A prática da interferência, a dinâmica da fractura e da desordem constituem na obra de Paulo Mendes uma das orientações emblemáticas. É a própria esfera do exercício da sabotagem que advém horizonte referencial do seu projecto, aquando da sua primeira mostra individual, há dez anos, na Galeria Zero. Nessa ocasião realiza “The Conversation” (1992), peça que adquire um valor simbólico por nela se evidenciarem as características e qualidades transgressivas que norteiam os princípios do seu método de trabalho. A peça, através do conjunto formado por uma mesa e pela relação incoincidente de duas cadeiras, desafia a possível sensação de harmonia reinante, colocando em destaque a ideia de antagonismo e de impossibilidade dialógica. Para a caracterização deste ambiente conflituoso e para desestabilizar ainda mais a imagem de uma possível convivência pacífica entre os dois interlocutores, concorria ainda a natureza do registo sonoro que ecoava por todo o espaço da instalação. Tratava-se de uma composição de Stockhausen produzida por receptores de onda curta, cuja estrutura conceptual baseada nos valores da aleatoriedade e dissonância vinha reforçar o sentido de disrupção comunicativa.
É a mesma sensação de turbulência e de perversão da ordem comum a que encontra mais tarde correspondente expressão no projecto individual “Karaoke Life Project / #2 Kaleidoscope Frenzy”, realizado na Galeria João Graça em 1999, no qual, sob uma atmosfera carregada e amplamente significante, o artista dá continuidade ao questionamento da uniformização consensual e abstracta dos comportamentos. Ainda que aqui a abordagem surja transposta para a esfera mais intimista da experiência dos afectos, tratando-se sobretudo de um itinerário marcado por apelos sexuais e voyeurísticos, onde a exacta referência aos territórios ficcionais de J. G. Ballard e de David Cronenberg deixa entrever o papel da tensão física e emocional perante o desafio de superar a alienação dos sentidos. Caso exemplar dessa evocação é “Kisser” (1999), uma das obras que compõem esta instalação. Trata-se de uma peça vídeo na qual o domínio do relacionamento amoroso é retratado nos termos da complexidade psicológica provocada pelo comportamento de duas personagens femininas que, no ecrã, se envolvem num acto a cada momento esperado, mas nunca consumado – o beijo. Frustrada a expectativa de desfecho harmonioso da sequência fílmica é pois a implicada sensação de falha a que ensombra a própria imagem-ícone de união perfeita.
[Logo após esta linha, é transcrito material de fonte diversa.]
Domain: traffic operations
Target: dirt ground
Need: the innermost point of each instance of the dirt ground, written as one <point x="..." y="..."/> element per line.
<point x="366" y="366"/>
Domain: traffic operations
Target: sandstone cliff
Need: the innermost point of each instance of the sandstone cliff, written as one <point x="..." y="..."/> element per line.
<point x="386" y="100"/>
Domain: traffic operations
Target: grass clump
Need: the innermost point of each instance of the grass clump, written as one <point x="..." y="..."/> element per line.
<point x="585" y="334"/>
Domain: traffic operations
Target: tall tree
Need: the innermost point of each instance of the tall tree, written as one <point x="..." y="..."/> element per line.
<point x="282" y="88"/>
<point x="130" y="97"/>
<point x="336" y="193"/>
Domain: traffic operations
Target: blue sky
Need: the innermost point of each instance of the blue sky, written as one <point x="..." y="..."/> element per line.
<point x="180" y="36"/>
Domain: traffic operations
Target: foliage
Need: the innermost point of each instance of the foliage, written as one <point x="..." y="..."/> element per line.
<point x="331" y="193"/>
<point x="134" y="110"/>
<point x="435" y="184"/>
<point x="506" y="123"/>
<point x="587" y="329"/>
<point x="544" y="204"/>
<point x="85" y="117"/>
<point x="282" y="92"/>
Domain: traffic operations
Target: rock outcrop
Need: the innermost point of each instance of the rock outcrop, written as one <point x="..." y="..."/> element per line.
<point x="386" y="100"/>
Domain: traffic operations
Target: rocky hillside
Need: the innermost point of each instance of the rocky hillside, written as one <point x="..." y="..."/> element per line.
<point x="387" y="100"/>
Deste entendimento singular da intervenção artística resultariam não apenas trabalhos onde as manifestações e os traços mais característicos da contemporaneidade se tornaram objecto de reflexão, como em “Kiss me stupid / 35 Years of Love” (1995)[i], mas também um núcleo de obras onde o plano político é abundantemente representado e a perspectiva autoral fortemente marcada pelo significado intervencionista do discurso. (…)
[i] Para além desta, podemos salientar as obras “Naked Kiss / Fucking Television” (1995), “E[x] – Romance (Surgical Plastic Love) (1997) e “Morphing Mosh (House # 2) / Transglobal cultural remix with a set from a brazilian soap–opera depicting Portuguese immigration, some local cultural elements, a brazilian stand-up comediant and other multicultural curiosities acquired in the city of Oporto over a three day period / Work in Progress” ( 2001).